「感動的便利さ」でヒット連発~1兆円稼ぐ商品作りの秘密

日本の家庭に革命を起こしている新商品がある。今までなかったスプレータイプの食器用洗剤、「キュキュット クリア泡スプレー」だ。洗いにくいところに吹き付けるだけで強力な泡が隙間の奥まで浸透、汚れを分解してくれる。スポンジでこする必要がなく、洗い流すだけでいい。弁当箱のパッキンの溝や手の届かない水筒の奥、洗いにくかったジューサーの刃なども、驚くほど簡単に洗えるようになった。

「キュキュット クリア泡スプレー」は、去年の発売からわずか半年で420万本を売る驚異的な売れ行き。そんな便利すぎる日用品を作り続けてきたのが、月のマークの花王だ。
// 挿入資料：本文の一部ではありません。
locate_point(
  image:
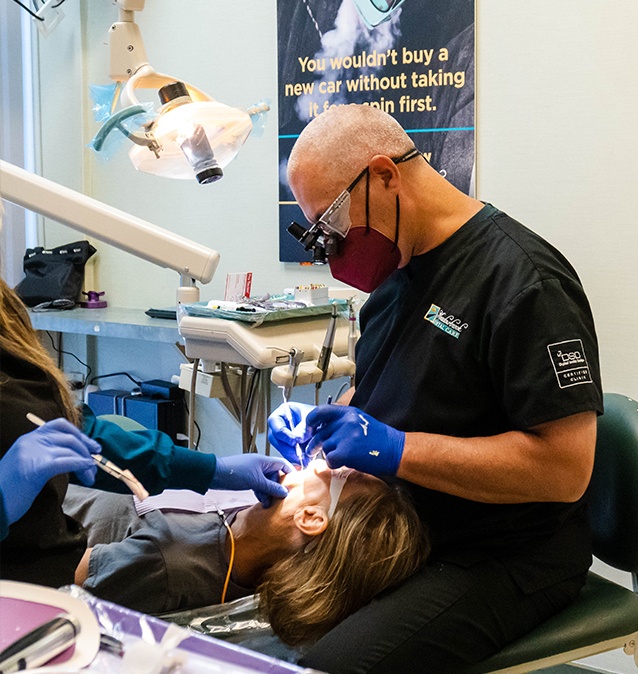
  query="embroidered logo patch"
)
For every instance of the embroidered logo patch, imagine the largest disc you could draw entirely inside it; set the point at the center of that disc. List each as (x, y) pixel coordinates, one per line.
(570, 364)
(446, 322)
実は花王の商品、思っている以上にお世話になっている。洗濯用洗剤でおなじみの「アタック」、お風呂掃除に欠かせない浴室用洗剤「バスマジックリン」、さらにヘアスプレーの「ケープ」……。日本の家庭ではなんと年間40個もの花王製品を使っているという。

花王の年商は1兆4500億円。カンブリア宮殿では2007年にも花王を取り上げている。市場規模が大きく変わらない日用品の分野で、花王はこの10年で売り上げを2200億円も増やし、営業利益も倍増の勢いで伸び続けている。

花王は新たな分野でも続々とヒットを飛ばしている。例えば名古屋市にある「名古屋眼鏡」では、花王商品を福利厚生で使っていた。それが仕事の合間の休憩時間にリフレッシュスペースで利用するアイマスクのような「めぐりズム」。パソコン仕事に疲れた目の回復に欠かせないという。内側から蒸気が出て、目のまわりを気持ちよく温めてくれる。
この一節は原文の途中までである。